Thursday, March 18, 2010

The Texas Textbook Massacre

The Texas State Board of Education, if you haven't heard it in the news already, is the largest buyer of textbooks in the country. Textbooks that are bought by the Texas SBOE are usually used throughout the country in other state curricula.

That's the skinny. But here is why you should be afraid. Be very afraid. (emphasis added)
In recent years, board members have been locked in an ideological battle between a bloc of conservatives who question Darwin’s theory of evolution and believe the Founding Fathers were guided by Christian principles, and a handful of Democrats and moderate Republicans who have fought to preserve the teaching of Darwinism and the separation of church and state.

Since January, Republicans on the board have passed more than 100 amendments to the 120-page curriculum standards affecting history, sociology and economics courses from elementary to high school. The standards were proposed by a panel of teachers.

“We are adding balance,” said Dr. Don McLeroy, the leader of the conservative faction on the board, after the vote. “History has already been skewed. Academia is skewed too far to the left.”

Source: http://www.nytimes.com/2010/03/13/education/13texas.html
If you click on that link there going to Don McLeroy's profile, you'll see that the man is a dentist and a fourth-grade Sunday School teacher. Oh yeah. This is the kind of guy that is heading up this school board.

Don McLeroy is a self-described fundamentalist Christian. This, alone, makes him completely unqualified to hold the position he is in. Fundamentalist Christianity is the very antithesis of everything involving education, science, and quite frankly any sort of reason.
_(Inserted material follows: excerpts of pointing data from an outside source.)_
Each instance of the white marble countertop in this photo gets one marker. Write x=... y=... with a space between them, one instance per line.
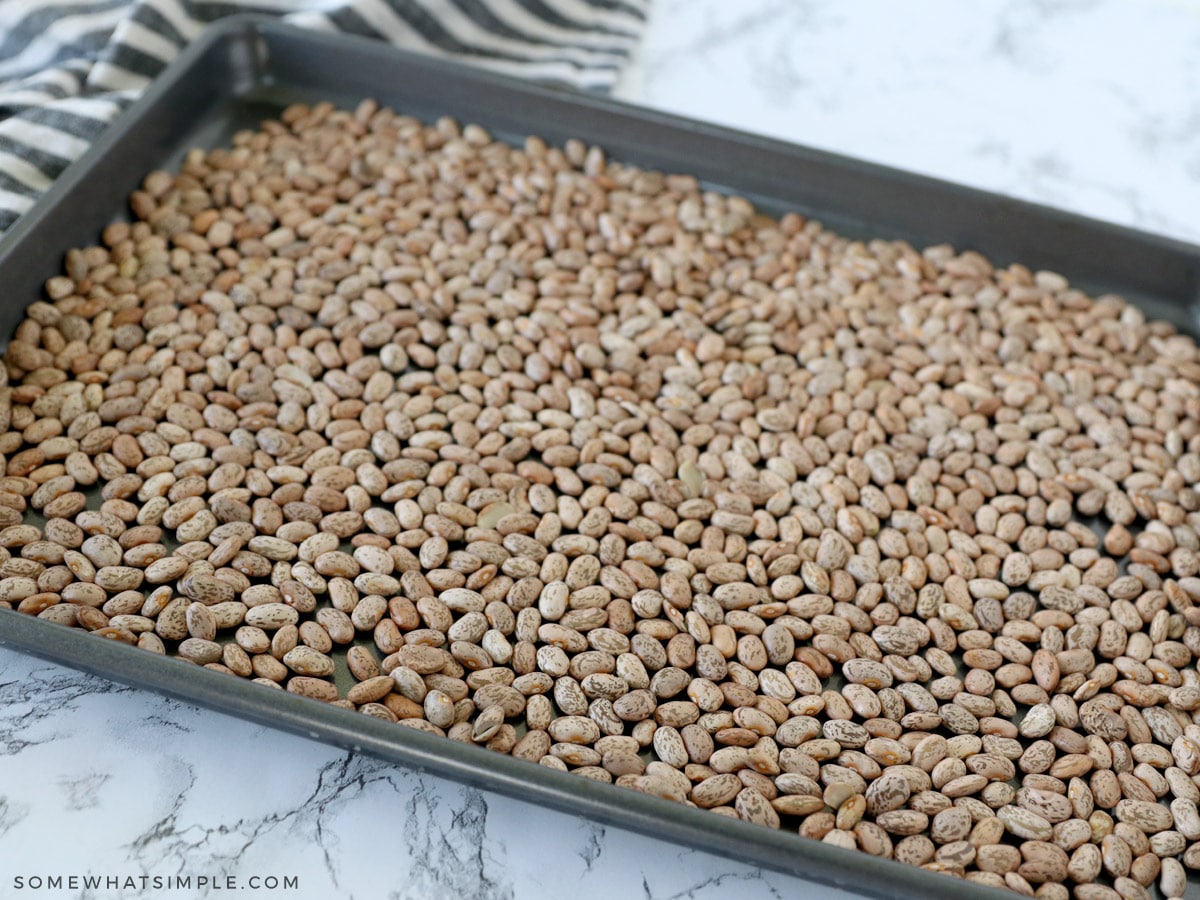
x=1087 y=105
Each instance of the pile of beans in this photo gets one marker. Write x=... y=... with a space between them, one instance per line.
x=586 y=465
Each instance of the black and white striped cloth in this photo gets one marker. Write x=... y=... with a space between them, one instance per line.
x=67 y=67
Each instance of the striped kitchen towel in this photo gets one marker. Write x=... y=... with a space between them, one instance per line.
x=67 y=67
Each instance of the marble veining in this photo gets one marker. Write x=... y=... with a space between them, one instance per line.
x=1087 y=105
He is not alone, either.

There are seven members of the conservative bloc on the board, but they are often joined by one of the other three Republicans on crucial votes. There were no historians, sociologists or economists consulted at the meetings, though some members of the conservative bloc held themselves out as experts on certain topics.

The conservative members maintain that they are trying to correct what they see as a liberal bias among the teachers who proposed the curriculum. To that end, they made dozens of minor changes aimed at calling into question, among other things, concepts like the separation of church and state and the secular nature of the American Revolution.
Ay, there's the rub. These board members want to create a "balance" in history textbooks. Where have I heard this before?

Oh yeah. The whole "teach the controversy" nonsense that the Discovery Institute attempted to pull in 2005 before Dover v. Kitzmiller.

Listen, you buffoons on the board. Attempting to rewrite history to obtain some sort of "balance" is not only completely insane, it's dishonest and downright foolish. I go into more detail in episode 57 of Freethought Rhode Island, so have a listen to the show if any of you are interested. (We had a Baptist pastor call in... it makes for some very interesting conversation between me and this man, involving a purple fire-breathing dragon in my garage!)

What frightens me is that this attempted rewrite of history will likely be distributed to schools across the nation. Something needs to be done about the Texas Board of Education and fast. I do not want my son going to school without learning about Thomas Jefferson, the man who penned the Declaration of Independence and who practically invented the separation of church and state.

...a concept, apparently, that conservatives don't even realize protects them.